I’ll tackle #1 first. As we all know, movie scripts often take liberties in order to condense a book into a 90 minute film and that is the case here. While the basics are the same in the movie, there is a drastically different plot in the book (it is more of a Cinderella retelling with a twist than in the movie) and that wasn’t what I was expecting.
Which leads me into #2, I was a little too old to read this. This book is definitely geared towards the younger teen crowd. The writing is great, but the plot and setting is definitely “middle school” in its approach and just didn’t appeal to me enough.
I was disappointed in this book, but I know that if I read it before the movie came out, I would have loved it. Great story and message, just not my cup of tea when I read it.
Similar Reads: Beastly by Alex Flinn (Kendra Chronicles, #1)
I can remember finishing this movie and wanting to watch it again. I just thought it was such a cute story and I loved every minute of it. And my feelings on this have nothing to do with my huge crush on Hugh Dancy 😉
There were quite a few things I enjoyed besides the casting. I liked the story and the characters–it was a fun, funny, fantasy adventure that I hadn’t seen a lot of lately in the teen romantic comedy movies of the time. I also liked the modern yet medieval approach to the world (like the escalator in the market or the paparazzi). I thought it was a neat twist. Mind you, I was also 12 when I watched this for the first time so I was the target audience but if it is on the TV, I can’t help but to watch it — this probably has everything to do with my crush on Hugh Dancy 😉
After reading the book, I think I would have been severely disappointed in the movie. They weren’t alike as I mentioned before, although I still think it kept true to the message of the book–girls have the strength to do whatever they set their mind to. I think the movie was geared to appeal to a larger age range and for that to happen that had to change the story to get it there.
So, which is better: the book or the movie?
In this case, the winner is MOVIE . This is definitely a personal opinion and one I think would be the reverse if I had read the novel before I watched the movie. Both are entertaining in their own way–it is just one of those cases where it depends on your age and what you see/read first.

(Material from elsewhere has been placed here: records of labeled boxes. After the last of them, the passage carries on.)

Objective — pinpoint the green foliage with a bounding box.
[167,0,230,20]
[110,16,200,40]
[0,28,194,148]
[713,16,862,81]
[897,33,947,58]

Do you agree? Leave a comment below!
Synopsis for Ella Enchanted (from Goodreads):
At birth, Ella is inadvertently cursed by an imprudent young fairy named Lucinda, who bestows on her the “gift” of obedience. Anything anyone tells her to do, Ella must obey. Another girl might have been cowed by this affliction, but not feisty Ella: “Instead of making me docile, Lucinda’s curse made a rebel of me. Or perhaps I was that way naturally.” When her beloved mother dies, leaving her in the care of a mostly absent and avaricious father, and later, a loathsome stepmother and two treacherous stepsisters, Ella’s life and well-being seem to be in grave peril. But her intelligence and saucy nature keep her in good stead as she sets out on a quest for freedom and self-discovery as she tries to track down Lucinda to undo the curse, fending off ogres, befriending elves, and falling in love with a prince along the way. Yes, there is a pumpkin coach, a glass slipper, and a happily ever after, but this is the most remarkable, delightful, and profound version of Cinderella you’ll ever read.